My question is whether this no-reply user must be created as local user since I want my php application to use that user for authenticating to my SMTP server and send the emails.

----------

## khayyam

dejima ...

First I would assume you want to setup a relay from the webserver to mailsever ... the webserver postfix doesn't recieve but forwards outgoing mail to relayhost.
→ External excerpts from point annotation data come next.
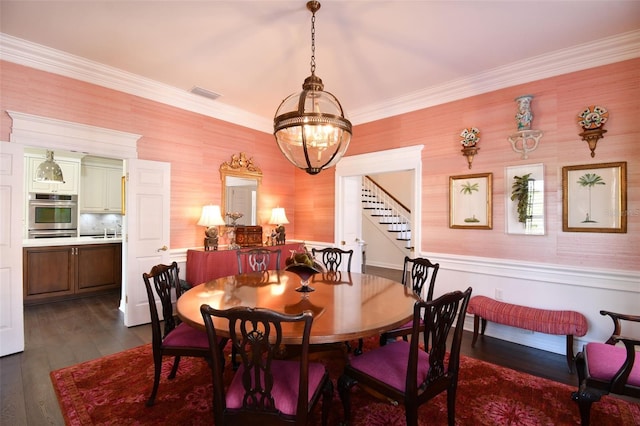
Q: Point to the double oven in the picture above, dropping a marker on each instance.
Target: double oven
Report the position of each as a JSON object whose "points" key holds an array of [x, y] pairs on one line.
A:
{"points": [[53, 215]]}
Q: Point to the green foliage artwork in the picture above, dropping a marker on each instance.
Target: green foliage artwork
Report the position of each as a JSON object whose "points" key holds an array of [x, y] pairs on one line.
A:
{"points": [[520, 193]]}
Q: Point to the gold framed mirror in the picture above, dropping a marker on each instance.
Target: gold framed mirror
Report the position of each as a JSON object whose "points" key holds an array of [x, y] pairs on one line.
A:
{"points": [[241, 180]]}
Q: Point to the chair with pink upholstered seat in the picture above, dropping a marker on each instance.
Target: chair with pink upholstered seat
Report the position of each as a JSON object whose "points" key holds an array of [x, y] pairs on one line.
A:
{"points": [[605, 368], [412, 373], [178, 339], [415, 274], [266, 389]]}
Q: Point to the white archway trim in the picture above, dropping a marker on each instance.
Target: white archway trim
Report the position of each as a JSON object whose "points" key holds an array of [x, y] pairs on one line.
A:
{"points": [[49, 133], [392, 160]]}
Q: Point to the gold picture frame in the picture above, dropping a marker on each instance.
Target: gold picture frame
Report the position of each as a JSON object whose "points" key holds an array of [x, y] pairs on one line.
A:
{"points": [[594, 198], [470, 204]]}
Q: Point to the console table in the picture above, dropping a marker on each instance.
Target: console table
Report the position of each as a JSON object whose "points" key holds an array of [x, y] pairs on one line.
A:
{"points": [[203, 266]]}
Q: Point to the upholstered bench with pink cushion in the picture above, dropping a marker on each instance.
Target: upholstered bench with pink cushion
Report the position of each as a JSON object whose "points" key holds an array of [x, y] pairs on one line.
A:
{"points": [[568, 323]]}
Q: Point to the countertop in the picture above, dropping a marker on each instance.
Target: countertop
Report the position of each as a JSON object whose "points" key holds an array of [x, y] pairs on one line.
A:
{"points": [[43, 242]]}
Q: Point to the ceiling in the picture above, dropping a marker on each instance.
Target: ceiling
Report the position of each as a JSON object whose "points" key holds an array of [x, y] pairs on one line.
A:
{"points": [[380, 58]]}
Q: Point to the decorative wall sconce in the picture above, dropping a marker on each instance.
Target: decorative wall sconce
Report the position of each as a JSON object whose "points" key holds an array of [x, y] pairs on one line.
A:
{"points": [[470, 137], [278, 218], [525, 140], [211, 218], [592, 119]]}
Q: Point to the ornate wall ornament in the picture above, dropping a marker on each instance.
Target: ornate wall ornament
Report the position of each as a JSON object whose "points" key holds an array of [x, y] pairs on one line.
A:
{"points": [[525, 140], [470, 137], [591, 119]]}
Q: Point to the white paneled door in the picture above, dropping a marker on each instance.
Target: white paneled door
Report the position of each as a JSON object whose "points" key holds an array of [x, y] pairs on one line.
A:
{"points": [[11, 226], [147, 225]]}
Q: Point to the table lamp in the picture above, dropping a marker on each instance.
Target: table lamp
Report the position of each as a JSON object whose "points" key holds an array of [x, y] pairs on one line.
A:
{"points": [[211, 218], [278, 218]]}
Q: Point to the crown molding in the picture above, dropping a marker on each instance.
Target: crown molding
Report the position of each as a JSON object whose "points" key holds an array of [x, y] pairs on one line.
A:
{"points": [[589, 55], [40, 57], [605, 51]]}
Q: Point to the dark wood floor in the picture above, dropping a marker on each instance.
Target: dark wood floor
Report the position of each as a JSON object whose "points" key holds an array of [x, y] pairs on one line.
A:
{"points": [[65, 333]]}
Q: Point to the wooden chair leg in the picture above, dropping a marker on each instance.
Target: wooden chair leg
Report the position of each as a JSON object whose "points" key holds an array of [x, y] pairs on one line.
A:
{"points": [[174, 369], [476, 326], [344, 390]]}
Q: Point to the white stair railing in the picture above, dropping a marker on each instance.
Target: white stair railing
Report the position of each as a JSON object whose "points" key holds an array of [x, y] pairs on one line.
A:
{"points": [[388, 211]]}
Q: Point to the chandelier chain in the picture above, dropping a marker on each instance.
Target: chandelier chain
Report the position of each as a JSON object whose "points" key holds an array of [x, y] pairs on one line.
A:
{"points": [[313, 43]]}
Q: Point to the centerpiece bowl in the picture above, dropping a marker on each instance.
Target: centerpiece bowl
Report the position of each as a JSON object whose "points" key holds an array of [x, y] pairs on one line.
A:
{"points": [[304, 271]]}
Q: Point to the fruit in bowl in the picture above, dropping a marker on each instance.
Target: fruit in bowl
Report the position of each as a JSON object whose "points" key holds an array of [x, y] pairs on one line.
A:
{"points": [[303, 265]]}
In which case you would do something like the following:

/etc/postfix/main.cf

```
inet_interfaces = loopback-only

append_dot_mydomain = no

smtp_sender_dependent_authentication = yes

sender_dependent_relayhost_maps = hash:/etc/postfix/relay_host

smtp_sasl_auth_enable = yes

smtp_sasl_security_options = noanonymous

smtp_sasl_tls_security_options = noanonymous

smtp_sasl_password_maps = hash:/etc/postfix/saslpass

smtp_tls_policy_maps = hash:/etc/postfix/tls_policy

smtp_use_tls = yes

smtp_tls_note_starttls_offer = yes

smtp_tls_CApath = /etc/ssl/certs
```

/etc/postfix/relay_host

```
no-reply@domain.com [mail.domain.com]:587
```

/etc/postfix/tls_policy

```
mail.domain.com:587 encrypt
```

/etc/postfix/saslpass

```
no-reply@domain.com no-reply@domain.com:PASSWORD
```

Generate the hashes for the above files ...

```
# postmap /etc/postfix/sender_relay

# postmap /etc/postfix/saslpass

# postmap /etc/postfix/tls_policy
```

Next on the mailhost create a no-reply account and the relevant alias to send any mail delivered to /dev/null ...

```
# useradd -M -s /bin/false -p PASSWORD no-reply
```

/etc/postfix/main.cf

```
virtual_alias_maps = hash:/etc/postfix/virtual
```

/etc/aliases

```
devnull: /dev/null
```

/etc/postfix/virtual

```
no-reply@domain.com devnull@localhost
```

Create a hash of the virtual and aliases files ...

```
# postmap /etc/postfix/virtual

# newaliases
```

Reload postfix ..

```
/etc/init.d/postfix reload
```

So, mail To: no-reply should end up in /dev/null but mail from that account should be passed on to the recipient. Untested, but it should work.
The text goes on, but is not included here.